From: "Patrick H." <linux-raid@feystorm.net>
To: linux-raid@vger.kernel.org
Subject: Re: filesystem corruption
Date: Sun, 02 Jan 2011 22:05:06 -0700 [thread overview]
Message-ID: <4D215902.9010308@feystorm.net> (raw)
In-Reply-To: <20110103155630.565341d0@notabene.brown>
Sent: Sun Jan 02 2011 21:56:30 GMT-0700 (Mountain Standard Time)
From: Neil Brown <neilb@suse.de>
To: Patrick H. <linux-raid@feystorm.net> linux-raid@vger.kernel.org
Subject: Re: filesystem corruption
> On Sun, 02 Jan 2011 21:06:52 -0700 "Patrick H." <linux-raid@feystorm.net>
> wrote:
>
>
>
>> That makes sense assuming that MD acknowleges the write once the data is
>> written to the data disks but not necessarily the parity disk, which is
>> what I gather you were saying is what happens. Is there any option that
>> can change the behavior so that md wont ack the write until its been
>> committed to all disks (I'm guessing no since you didnt mention it)?
>> Also does raid6 suffer this problem? Is it smart enough to use both
>> parity disks when calculating replacement, or will it just use one?
>>
>>
>
> md/raid5 doesn't acknowledge the write until both the data and the parity
> have been written. But that doesn't make any difference.
> If you schedule a number of interdependent writes (data and parity) and then
> allow some to complete but not all, then you have inconsistency.

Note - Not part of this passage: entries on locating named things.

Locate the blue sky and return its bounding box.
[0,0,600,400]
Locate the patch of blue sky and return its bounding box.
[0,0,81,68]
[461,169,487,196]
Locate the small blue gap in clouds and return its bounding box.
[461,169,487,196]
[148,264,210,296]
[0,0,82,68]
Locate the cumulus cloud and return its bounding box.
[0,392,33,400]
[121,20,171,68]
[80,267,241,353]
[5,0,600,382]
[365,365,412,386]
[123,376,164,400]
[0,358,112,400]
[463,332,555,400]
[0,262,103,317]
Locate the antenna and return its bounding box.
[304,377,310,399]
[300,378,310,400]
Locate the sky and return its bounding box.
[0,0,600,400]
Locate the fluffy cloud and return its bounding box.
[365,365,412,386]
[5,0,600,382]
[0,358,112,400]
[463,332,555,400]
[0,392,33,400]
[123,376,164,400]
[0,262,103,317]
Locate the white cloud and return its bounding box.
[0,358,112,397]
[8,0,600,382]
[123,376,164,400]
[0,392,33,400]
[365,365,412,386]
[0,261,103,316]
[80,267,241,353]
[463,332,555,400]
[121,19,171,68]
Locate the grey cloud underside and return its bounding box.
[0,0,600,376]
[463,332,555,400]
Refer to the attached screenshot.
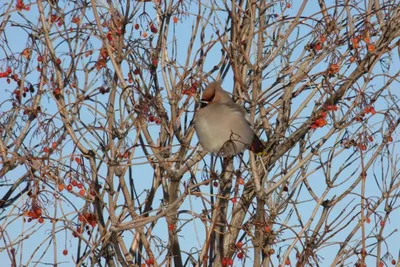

> Recovery from losing a single device requires consistency of parity and data.
>
> RAID6 suffers equally from this problem. Even if it used both parity disks
> to recover (which it doesn't) how would that help? It would then have two
> possible value for the data and no way to know which was correct, and every
> possibility that both are incorrect. This would happen if a single data
> block was successfully written, but neither parity blocks were.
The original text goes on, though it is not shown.